Abstract

Background: Although survival rates in Mantle cell lymphoma (MCL) have improved, by addition of the anti-CD20-monoclonal antibody (anti-CD20-mAb) rituximab, the disease is still regarded incurable and novel combinations are required to improve outcome. Ibrutinib, a BTK-inhibitor, has shown activity in MCL and is currently combined with anti-CD20 therapy in clinical trials. However, preclinical data on CLL has shown reduced effect of anti-CD20-mAb when combined with ibrutinib in vitro, possibly due to reduced activation of NK cells. (Da Roit et al., 2015) Consequently, we investigated how ibrutinib affects the cytotoxic effect of anti-CD20-mAb on MCL cell lines in vitro. We also investigated if the addition of lenalidomide, a potential sensitizer of anti-CD20-ab would overcome an inhibitory effect of ibrutinib.

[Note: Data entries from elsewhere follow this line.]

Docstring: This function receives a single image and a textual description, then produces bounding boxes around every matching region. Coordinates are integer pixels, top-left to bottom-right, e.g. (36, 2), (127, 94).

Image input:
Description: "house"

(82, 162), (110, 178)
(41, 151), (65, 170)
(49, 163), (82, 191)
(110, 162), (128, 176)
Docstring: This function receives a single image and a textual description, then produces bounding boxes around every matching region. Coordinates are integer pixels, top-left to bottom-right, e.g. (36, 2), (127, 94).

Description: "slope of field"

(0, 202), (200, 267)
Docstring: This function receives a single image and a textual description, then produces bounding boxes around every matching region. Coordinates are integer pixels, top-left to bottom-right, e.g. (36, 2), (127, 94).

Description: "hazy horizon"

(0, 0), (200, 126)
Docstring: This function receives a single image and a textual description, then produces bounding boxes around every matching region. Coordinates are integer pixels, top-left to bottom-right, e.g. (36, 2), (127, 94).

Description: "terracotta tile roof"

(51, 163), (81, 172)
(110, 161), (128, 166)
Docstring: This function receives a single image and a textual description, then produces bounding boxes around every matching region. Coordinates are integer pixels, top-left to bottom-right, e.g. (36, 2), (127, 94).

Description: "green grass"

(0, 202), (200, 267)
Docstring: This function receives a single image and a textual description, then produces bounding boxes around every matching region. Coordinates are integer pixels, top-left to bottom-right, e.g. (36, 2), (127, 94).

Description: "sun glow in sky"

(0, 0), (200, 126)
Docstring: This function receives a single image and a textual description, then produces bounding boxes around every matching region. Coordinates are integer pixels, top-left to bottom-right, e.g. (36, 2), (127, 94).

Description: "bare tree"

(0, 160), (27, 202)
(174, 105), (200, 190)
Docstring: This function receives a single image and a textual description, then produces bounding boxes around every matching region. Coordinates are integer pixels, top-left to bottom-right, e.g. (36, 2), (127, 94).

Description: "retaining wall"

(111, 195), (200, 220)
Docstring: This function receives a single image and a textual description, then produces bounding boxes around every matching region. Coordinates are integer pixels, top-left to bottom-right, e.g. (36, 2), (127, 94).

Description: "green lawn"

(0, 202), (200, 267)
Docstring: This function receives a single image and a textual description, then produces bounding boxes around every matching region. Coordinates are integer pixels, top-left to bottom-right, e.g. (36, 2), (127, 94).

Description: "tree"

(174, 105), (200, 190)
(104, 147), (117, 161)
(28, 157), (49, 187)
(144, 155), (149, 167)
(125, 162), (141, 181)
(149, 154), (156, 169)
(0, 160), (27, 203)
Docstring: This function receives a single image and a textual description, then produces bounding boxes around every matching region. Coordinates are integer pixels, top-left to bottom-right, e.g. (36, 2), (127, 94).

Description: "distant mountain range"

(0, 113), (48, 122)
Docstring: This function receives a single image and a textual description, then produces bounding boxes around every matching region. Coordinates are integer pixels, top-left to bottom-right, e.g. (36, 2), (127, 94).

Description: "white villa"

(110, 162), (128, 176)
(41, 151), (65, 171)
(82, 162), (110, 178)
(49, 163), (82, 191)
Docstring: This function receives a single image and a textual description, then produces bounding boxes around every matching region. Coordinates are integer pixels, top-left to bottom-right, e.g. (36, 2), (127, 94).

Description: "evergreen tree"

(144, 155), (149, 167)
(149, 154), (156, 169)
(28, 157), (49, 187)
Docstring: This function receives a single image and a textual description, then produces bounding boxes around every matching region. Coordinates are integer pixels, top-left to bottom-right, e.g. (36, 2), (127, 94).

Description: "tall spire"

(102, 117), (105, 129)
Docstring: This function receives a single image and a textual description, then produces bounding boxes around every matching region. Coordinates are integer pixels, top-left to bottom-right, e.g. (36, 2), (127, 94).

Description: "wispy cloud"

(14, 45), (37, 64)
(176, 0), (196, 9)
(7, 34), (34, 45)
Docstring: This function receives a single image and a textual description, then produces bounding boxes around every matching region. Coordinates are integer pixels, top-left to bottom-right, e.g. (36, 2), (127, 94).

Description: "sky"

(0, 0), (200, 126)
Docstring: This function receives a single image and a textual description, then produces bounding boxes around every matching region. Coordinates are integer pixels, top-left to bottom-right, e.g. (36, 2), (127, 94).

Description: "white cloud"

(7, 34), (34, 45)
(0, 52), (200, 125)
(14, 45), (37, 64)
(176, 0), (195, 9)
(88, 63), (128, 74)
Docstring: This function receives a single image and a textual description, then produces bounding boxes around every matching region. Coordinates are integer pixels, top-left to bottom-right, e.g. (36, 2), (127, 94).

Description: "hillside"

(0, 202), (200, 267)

Methods: PBMC from healthy donors were pretreated with ibrutinib 0/0.01/0.05/0.1/1/5 µM, 1h, 37°C before incubation with anti-CD20-opsonized (rituximab/obinutuzumab, 1µM, 20 min, 37°C), CFSE-labelled MCL cell lines (Jeko-1 and REC), o/n, 37°C. Ratio eff: target 100:1. On day 2, samples were stained with 7-AAD and analyzed in flow cytometry (iQue screener plus®). Rate of cell death was calculated from rate of 7-AAD out of CFSE-positive cells compared to control (PBMC + anti-CD20-mAb+target cells). In secondary experiments, PBMC was incubated with lenalidomide (0/0.01/0.05/1 µM, 20 min, 37°C) before the addition of ibrutinib 1 µM and subsequent proceeding according to protocol as described above.

Results: A significant lower rate of cell death compared to control could be observed in Jeko-1 with rituximab and ibrutinib (figure 1a) at 0.5µM: (25 ±5.56%, p=0.0227), 1 µM (20±3.03%, p=0.0241) and 5 µM (21±1.65% , p=0.0123) and with obinutuzumab and ibrutinib (figure 2) at 0.1 µM (48±0.26%,p=0.0032), 1 µM (17±0.58%, p=0,0045) and 5 µM (11±1.09%, p=0.0078). Further, obinutuzumab was associated with enhanced cell death compared to rituximab in Jeko-1, (149±100% vs 31±25.4%, p=0.0296). For REC, a significant lower cell death was observed at 5µM ibrutinib(27±2.7%), p=00012) in series with rituximab. In series with obinutuzumab, cell death was significant lower at 0.5 µM (86 ±0.99%, p= 0.0437) ibrutinbi but not for higher concentrations. Lenalidomide did not affect the rate of cell death (data not shown).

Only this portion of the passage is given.